Hauts-de-France : 2018, un bon cru pour l'emploi grâce aux investisseurs chinois

© JUSTIN TALLIS / AFP
© JUSTIN TALLIS / AFP

Le mastodonte chinois BYD (bus électriques) vient de s'installer à Allonne dans l'Oise. Peu après, Pangniu Food (fabrication de produits à base de soja) lui a emboîté le pas à Charmes dans l'Aisne. En tout, 450 emplois devraient être créés.

Par France 3 Hauts-de-France

Tandis que les poids lourds de l'industrie française quittent le pays pour s'installer dans les pays de l'Est où la main d'oeuvre est moins chère et la législation plus souple, certains fleurons chinois choisissent la France pour s'implanter. Dans la région Hauts-de-France, la Chine représente près de 2% des établissements étrangers, soit 36 établissements et près de 2 055 emplois (1,5%).

Un chiffre qui a explosé avec l'annonce en 2017 de l'arrivée du constructeur chinois de bus électriques BYD à Allonne dans l'Oise sur l’ancien site Michelin. Au total, plus de 10 M€ ont été investis dans cette opération. Avec trois hangars de 10 000 m² chacun, le mastodonte chinois promet d'embaucher 400 personnes sous trois ans. C'est le plus important projet chinois en nombre d’emplois depuis la reprise de Valdunes en 2014. 
 

La société agroalimentaire chinoise Pangniu Food lui a emboîté le pas. Le groupe a investi 2 milliards d'euros pour créer une usine de produits alimentaires à base de protéines végétales. D'ici 2020, 50 emplois devraient être créés.

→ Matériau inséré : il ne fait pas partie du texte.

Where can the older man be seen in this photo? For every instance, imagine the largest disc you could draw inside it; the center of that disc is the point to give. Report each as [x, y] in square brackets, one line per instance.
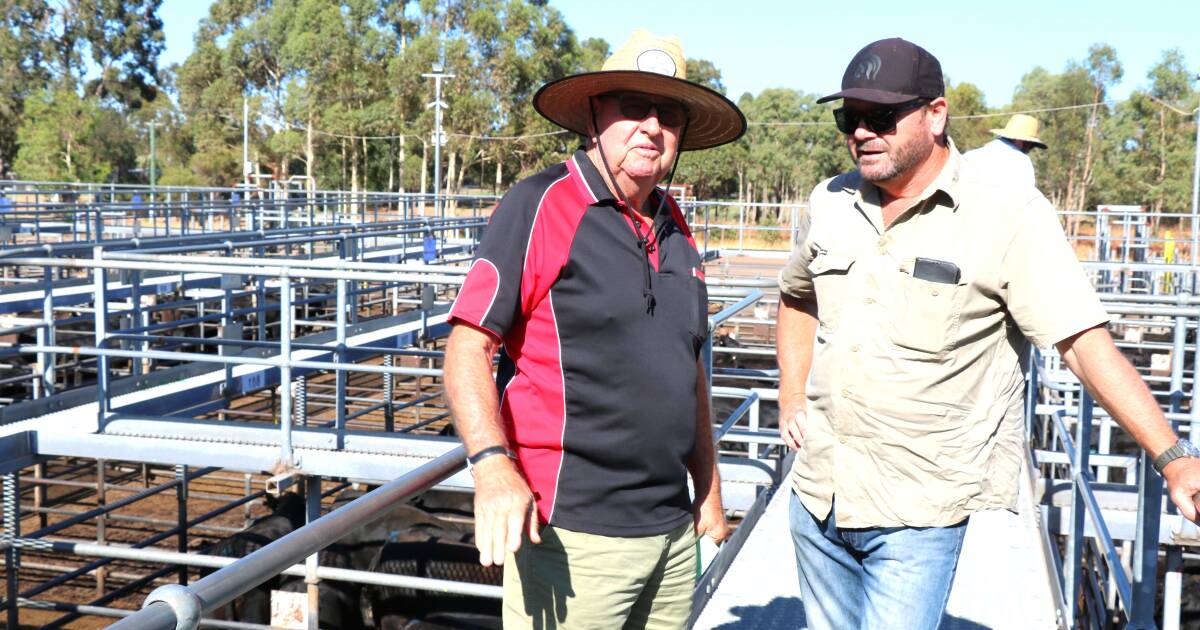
[912, 288]
[591, 281]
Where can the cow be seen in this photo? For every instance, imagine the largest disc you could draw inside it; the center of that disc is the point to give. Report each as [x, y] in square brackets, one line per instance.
[287, 515]
[437, 550]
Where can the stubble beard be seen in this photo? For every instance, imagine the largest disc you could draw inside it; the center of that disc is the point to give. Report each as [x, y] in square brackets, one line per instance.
[900, 160]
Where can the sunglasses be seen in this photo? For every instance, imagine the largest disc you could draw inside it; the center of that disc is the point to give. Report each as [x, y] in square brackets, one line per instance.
[877, 119]
[636, 107]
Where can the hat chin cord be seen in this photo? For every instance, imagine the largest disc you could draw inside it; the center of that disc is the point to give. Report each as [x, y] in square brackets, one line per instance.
[642, 241]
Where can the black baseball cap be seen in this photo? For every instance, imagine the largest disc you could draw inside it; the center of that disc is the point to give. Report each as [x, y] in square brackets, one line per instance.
[889, 72]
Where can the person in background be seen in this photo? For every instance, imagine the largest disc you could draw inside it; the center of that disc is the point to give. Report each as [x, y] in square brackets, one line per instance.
[912, 288]
[1007, 156]
[589, 280]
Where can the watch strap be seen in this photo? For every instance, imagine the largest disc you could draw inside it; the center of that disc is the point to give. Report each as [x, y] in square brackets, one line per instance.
[490, 451]
[1180, 449]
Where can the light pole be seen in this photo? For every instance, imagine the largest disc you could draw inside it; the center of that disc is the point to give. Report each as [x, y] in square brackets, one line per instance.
[154, 157]
[439, 136]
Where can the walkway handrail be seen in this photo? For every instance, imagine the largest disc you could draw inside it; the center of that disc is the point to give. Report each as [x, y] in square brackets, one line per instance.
[223, 586]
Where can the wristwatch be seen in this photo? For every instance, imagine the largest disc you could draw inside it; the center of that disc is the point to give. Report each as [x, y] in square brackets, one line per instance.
[487, 453]
[1181, 449]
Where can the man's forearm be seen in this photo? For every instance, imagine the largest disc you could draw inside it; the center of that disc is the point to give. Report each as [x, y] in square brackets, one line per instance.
[1119, 388]
[702, 462]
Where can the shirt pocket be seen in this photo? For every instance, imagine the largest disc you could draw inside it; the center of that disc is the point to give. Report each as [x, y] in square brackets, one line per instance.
[829, 279]
[927, 315]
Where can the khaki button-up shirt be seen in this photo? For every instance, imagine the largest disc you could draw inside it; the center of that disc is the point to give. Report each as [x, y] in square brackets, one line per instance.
[915, 397]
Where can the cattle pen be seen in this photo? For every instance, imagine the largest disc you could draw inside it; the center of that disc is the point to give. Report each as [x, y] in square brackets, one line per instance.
[175, 359]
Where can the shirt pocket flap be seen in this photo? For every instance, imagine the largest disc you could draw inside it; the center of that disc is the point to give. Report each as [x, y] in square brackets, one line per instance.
[826, 263]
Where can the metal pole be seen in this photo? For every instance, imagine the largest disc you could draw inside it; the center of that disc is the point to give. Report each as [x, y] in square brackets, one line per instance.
[154, 160]
[438, 136]
[245, 143]
[1075, 540]
[181, 514]
[1195, 195]
[223, 586]
[101, 318]
[312, 496]
[340, 357]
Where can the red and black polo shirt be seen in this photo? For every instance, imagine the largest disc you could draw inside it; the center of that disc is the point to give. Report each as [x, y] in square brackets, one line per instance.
[598, 391]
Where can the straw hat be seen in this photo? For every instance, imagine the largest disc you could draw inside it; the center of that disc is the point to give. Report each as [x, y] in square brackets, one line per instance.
[647, 64]
[1021, 127]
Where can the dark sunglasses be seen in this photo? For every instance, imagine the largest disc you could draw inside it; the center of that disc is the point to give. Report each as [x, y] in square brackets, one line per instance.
[877, 119]
[635, 107]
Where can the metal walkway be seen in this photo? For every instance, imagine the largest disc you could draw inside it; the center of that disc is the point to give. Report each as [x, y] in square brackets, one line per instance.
[1002, 581]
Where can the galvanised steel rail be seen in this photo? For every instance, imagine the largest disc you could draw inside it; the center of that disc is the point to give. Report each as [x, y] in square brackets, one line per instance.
[178, 606]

Elle rejoignent le groupe de commerce de gros Tianjin Thianhai (Ingram Micro à Beauvais, Lomme et Lesquin, 686 emplois), MA Steel (MG-Valdunes et Trisource, à Trith-Saint-Léger et Leffrinckoucke, 475 emplois), ou encore Weichai Power (Fenwick, à Wambrechies, Quaedypre, Coudun, Amiens, Libercourt, Marly et Lesquin, 221 emplois).
 

L’apparition de ces investissements chinois dans la région Hauts-de-France se divise en trois catégories, avec les rachats d'entreprises en bonne santé, les créations ex-nihilo ou des reprises d'entreprises en difficulté et des sites de petites tailles ou des petits magasins autonomes.
 

Pourquoi une telle confiance ?

En tout, 45 nationalités sont représentées dans la région Hauts-de-France parmi les entreprises à capitaux étrangers. Les États-Unis, la Belgique, l’Allemagne et le Japon figurent en premier de ce classement à la fois en termes d’effectifs et d’établissements.
 
La France mise sur des atouts tels que son savoir-faire, art de vivre et prestige. Les entreprises qui s'installent dans la région mettent aussi en avant la localisation des villes où ils s'implantent. Le géant Amazon, récemment installé à Boves près d'Amiens, avait insisté sur la localisation idéale du site, proche de Paris et bien reliée en termes d'autoroutes.

Isbrand HO, directeur Europe de BYD, le dit lui-même : "Beauvais et la Région Hauts-de-France ont été choisis en raison de la qualité du bâtiment qui nous a été proposé, de la localisation géographique idéale et de la proactivité des autorités locales et régionales."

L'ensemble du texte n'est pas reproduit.